Di depan guqin, sesosok muncul. Guqin tampaknya tidak bermain sendiri tetapi dimainkan oleh pria ini. Namun, tidak ada orang lain yang bisa melihatnya kecuali Ye Futian.

“Ini bukan ilusi!” Sebuah suara terdengar di dalam kepala Ye Futian. Ini jelas bukan ilusi, tetapi bahwa dia benar-benar memasuki suasana hati dan merasakan pemandangan di depannya, serta keberadaan Kaisar Agung.

Seperti yang dikatakan Lord Luo, Shenyin the Great terus eksis dalam bentuk lain. Hidupnya terintegrasi ke dalam guqin ini, dan dia menjadi satu dengannya.

Guqin ini jelas tidak sesederhana instrumen dan jelas tidak sesederhana mengandung jejak wasiat Kaisar Agung.

“Apakah itu Kaisar Agung?” sebuah suara datang bertanya. Itu milik Ye Futian.
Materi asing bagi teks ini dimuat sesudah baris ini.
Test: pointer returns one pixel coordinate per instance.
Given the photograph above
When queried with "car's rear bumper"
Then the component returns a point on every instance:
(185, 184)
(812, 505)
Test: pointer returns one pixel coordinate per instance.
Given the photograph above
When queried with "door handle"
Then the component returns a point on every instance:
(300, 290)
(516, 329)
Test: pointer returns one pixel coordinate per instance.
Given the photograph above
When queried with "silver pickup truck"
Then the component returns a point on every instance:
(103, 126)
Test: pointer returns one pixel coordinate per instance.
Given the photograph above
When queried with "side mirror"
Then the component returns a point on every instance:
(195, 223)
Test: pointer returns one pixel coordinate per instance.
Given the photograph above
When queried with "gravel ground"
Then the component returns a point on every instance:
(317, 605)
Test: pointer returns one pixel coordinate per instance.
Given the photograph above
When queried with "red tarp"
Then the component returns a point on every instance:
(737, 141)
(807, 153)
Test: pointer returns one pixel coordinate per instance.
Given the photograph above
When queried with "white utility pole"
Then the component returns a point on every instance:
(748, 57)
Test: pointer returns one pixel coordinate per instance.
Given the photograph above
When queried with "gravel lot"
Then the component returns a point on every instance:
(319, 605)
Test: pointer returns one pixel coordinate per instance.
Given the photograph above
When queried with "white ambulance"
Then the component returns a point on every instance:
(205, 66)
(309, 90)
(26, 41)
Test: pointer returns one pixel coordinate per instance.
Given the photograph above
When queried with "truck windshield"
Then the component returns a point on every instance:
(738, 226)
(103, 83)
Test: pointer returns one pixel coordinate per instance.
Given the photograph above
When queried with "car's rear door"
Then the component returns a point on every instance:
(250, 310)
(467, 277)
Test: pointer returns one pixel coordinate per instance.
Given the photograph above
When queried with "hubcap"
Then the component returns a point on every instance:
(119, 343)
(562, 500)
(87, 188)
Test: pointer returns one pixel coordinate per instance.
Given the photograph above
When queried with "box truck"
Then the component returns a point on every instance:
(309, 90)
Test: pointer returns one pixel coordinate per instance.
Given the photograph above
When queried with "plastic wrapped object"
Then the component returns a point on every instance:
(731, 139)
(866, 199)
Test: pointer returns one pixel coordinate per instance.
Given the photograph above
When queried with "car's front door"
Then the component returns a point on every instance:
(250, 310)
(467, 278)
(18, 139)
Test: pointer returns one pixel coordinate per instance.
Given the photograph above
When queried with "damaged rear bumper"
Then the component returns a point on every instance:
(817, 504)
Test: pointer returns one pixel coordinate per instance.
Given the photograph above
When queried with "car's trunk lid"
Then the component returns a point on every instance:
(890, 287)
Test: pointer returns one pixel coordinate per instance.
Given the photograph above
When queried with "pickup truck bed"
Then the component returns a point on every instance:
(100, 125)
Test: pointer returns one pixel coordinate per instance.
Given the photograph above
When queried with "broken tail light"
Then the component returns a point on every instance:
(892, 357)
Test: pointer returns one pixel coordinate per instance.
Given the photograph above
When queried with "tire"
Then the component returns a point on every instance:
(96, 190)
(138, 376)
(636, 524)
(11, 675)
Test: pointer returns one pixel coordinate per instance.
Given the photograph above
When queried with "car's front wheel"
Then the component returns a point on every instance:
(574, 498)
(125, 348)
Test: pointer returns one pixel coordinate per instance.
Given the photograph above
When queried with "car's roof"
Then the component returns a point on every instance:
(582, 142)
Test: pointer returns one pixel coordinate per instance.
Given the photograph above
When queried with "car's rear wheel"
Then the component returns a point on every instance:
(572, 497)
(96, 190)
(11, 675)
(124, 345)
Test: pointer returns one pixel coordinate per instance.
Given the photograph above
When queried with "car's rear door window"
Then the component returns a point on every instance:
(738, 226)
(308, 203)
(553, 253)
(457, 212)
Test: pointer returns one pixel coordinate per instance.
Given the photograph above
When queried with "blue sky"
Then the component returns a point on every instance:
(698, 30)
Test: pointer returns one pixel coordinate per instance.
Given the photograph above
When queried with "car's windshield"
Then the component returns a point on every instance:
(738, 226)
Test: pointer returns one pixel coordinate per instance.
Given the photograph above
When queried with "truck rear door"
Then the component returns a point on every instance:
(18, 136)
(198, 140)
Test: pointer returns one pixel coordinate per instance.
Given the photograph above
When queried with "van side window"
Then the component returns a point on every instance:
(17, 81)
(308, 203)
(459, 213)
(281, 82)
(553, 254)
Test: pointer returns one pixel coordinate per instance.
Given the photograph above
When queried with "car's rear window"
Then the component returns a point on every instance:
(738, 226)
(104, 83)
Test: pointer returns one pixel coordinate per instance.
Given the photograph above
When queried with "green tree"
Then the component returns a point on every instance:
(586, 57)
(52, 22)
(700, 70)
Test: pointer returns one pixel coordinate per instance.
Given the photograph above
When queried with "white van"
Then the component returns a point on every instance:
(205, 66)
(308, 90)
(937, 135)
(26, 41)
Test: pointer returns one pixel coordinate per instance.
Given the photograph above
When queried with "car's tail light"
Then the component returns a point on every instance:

Itu adalah suara dari jiwanya. Kaisar Agung zaman kuno dari berabad-abad yang lalu. Itu adalah manusia musik pertama. Apakah hidupnya bertahan sampai hari ini?

Jika demikian, dalam bentuk apa Shenyin Agung ada?

Setelah Ye Futian berbicara, dia menunggu dengan tenang, seolah-olah orang lain merespons. Waktu sepertinya mengalir sangat lambat. Kemudian terdengar suara helaan nafas yang sepertinya mengandung kesedihan yang tiada habisnya. Dengan hanya menghela nafas, Ye Futian sekali lagi dibawa kembali ke perasaan menyedihkan yang mutlak itu.

Namun, desahan ini menyebabkan jantung Ye Futian berdetak kencang. Seolah-olah semua spekulasi sebelumnya dikonfirmasi. Tuan Luo benar. Kaisar Agung benar-benar menang!